In this edition of our blog, I thought I’d take you back to the fundamentals of Node.js. If you are new to Node.js development or are looking at this “jargon” from the customer’s perspective, it will give you a better idea of what it is and what it can do.
But, it’s important to note that, it is one of the biggest advantages of adding Node to your stack.
Another notable fact is that Ryan Dahl, Node.js’ creator, wanted to make real-time websites that support push technology like the Google applications. With his creation, he provided developers with a tool that allowed them to work in the event-driven, non-blocking I/O paradigm.
In a nutshell, Node.js works best in real-time web applications that use push technology instead of web sockets. What’s the big deal? For over 20 years, developers worked with a stateless request-response paradigm but now there are web-applications that allow both the server and the client to communicate and exchange data easily.
This is remarkable when compared to the average web response paradigm, where the client must start communication.
How it Works
Node.js’ many advantages make it an essential component of the technology stacks of a large number of high-profile companies, who are dependent on the large variety of benefits that it provides. It operates under one main principle: use event-driven, non-blocking I/O to stay efficient and lightweight, even when dealing with data intensive applications that run across the required devices.
What does this mean? Node.js is a platform that was designed to fit a certain need, it’s not expected to be the be-all and end- all of the web development world.
In other words, Node isn’t recommended for use in CPU-intensive operations, doing so will nullify virtually all of its benefits. Because of its ability to handle a multitude of connections simultaneously and with high throughput (which means high scalability), Node shines when used to built fast, scalable network apps.
Unlike conventional web-serving methods where every connection generates a new thread (which takes up RAM until it is eventually maxed out), Node works on one thread and uses non-blocking I/O calls to support thousands of simultaneous connections in the event loop.
For example, if each thread has an extra 2 MB of memory and they are running on a system with 10 GB of RAM, then there should be a maximum of 5000 simultaneous connections, in addition to the cost of the context switches between the threads. The preceding is reminiscent of a typical scenario that developers must contend with when using conventional web-serving methods.
Node, on the other hand, is able to sidestep this entirely and instead reach scalability levels of over 1 million simultaneous connections.
It is also important to note that there are some pitfalls to having all client requests on one thread:
• Node’s single thread can get choked up by heavy computation and cause issues for clients because incoming requests are blocked until the computation is finished
• If an exception bubbles to the central Node.js event loop, it will cause the instance to stop and crash the program.

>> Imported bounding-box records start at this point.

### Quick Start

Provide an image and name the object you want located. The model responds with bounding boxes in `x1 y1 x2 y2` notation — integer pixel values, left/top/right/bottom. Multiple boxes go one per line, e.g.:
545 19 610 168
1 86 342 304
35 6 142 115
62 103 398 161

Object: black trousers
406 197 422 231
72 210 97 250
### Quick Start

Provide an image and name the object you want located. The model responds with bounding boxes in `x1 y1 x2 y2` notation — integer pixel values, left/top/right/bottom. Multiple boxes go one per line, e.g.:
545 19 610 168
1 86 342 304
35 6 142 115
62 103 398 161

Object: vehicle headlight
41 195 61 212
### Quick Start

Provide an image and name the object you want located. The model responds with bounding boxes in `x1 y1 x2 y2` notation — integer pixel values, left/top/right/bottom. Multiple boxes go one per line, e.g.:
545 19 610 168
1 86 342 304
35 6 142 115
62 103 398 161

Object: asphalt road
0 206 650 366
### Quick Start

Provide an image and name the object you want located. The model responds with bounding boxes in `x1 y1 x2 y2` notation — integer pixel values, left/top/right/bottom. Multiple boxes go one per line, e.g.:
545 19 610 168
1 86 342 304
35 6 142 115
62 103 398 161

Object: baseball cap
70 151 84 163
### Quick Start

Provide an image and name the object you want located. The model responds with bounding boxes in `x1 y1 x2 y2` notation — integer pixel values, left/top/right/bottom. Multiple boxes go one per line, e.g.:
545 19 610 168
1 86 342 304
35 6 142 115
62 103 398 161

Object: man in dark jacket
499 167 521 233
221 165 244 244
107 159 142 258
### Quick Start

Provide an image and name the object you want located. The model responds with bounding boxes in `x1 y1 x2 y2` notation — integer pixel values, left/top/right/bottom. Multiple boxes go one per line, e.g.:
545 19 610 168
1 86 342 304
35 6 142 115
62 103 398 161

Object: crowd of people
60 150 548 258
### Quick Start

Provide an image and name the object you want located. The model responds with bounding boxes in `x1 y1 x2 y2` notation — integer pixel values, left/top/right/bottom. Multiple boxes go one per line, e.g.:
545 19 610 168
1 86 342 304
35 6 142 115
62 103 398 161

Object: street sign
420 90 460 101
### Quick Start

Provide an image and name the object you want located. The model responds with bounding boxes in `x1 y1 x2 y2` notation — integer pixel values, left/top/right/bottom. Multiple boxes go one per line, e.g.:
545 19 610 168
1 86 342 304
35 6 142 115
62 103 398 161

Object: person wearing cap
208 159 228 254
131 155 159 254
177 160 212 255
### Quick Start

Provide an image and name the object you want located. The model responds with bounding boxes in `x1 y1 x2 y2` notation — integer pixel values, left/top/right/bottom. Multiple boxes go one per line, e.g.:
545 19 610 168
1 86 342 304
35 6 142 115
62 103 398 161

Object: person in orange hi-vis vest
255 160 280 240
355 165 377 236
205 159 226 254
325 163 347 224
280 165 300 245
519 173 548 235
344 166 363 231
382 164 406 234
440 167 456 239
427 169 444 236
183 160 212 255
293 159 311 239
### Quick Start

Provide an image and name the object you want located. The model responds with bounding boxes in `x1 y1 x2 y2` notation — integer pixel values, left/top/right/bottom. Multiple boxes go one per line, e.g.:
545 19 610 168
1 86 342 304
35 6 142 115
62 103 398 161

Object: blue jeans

In order to prevent exceptions from bubbling to the core, developers must send the errors back tot the caller as callback parameters, versus throwing them like you would in other environments. Plus, there are a variety of tools and paradigms that can be used keep to track of the Node process and perform the recovery of a crashed instance if an unhandled exception happens to bubble. But, it’s important to note, you won’t be able to retrieve the users’ session
The most common of these tools is the Forever module, but if you would prefer going a different route (with using external system tools) consider upstart and monit instead.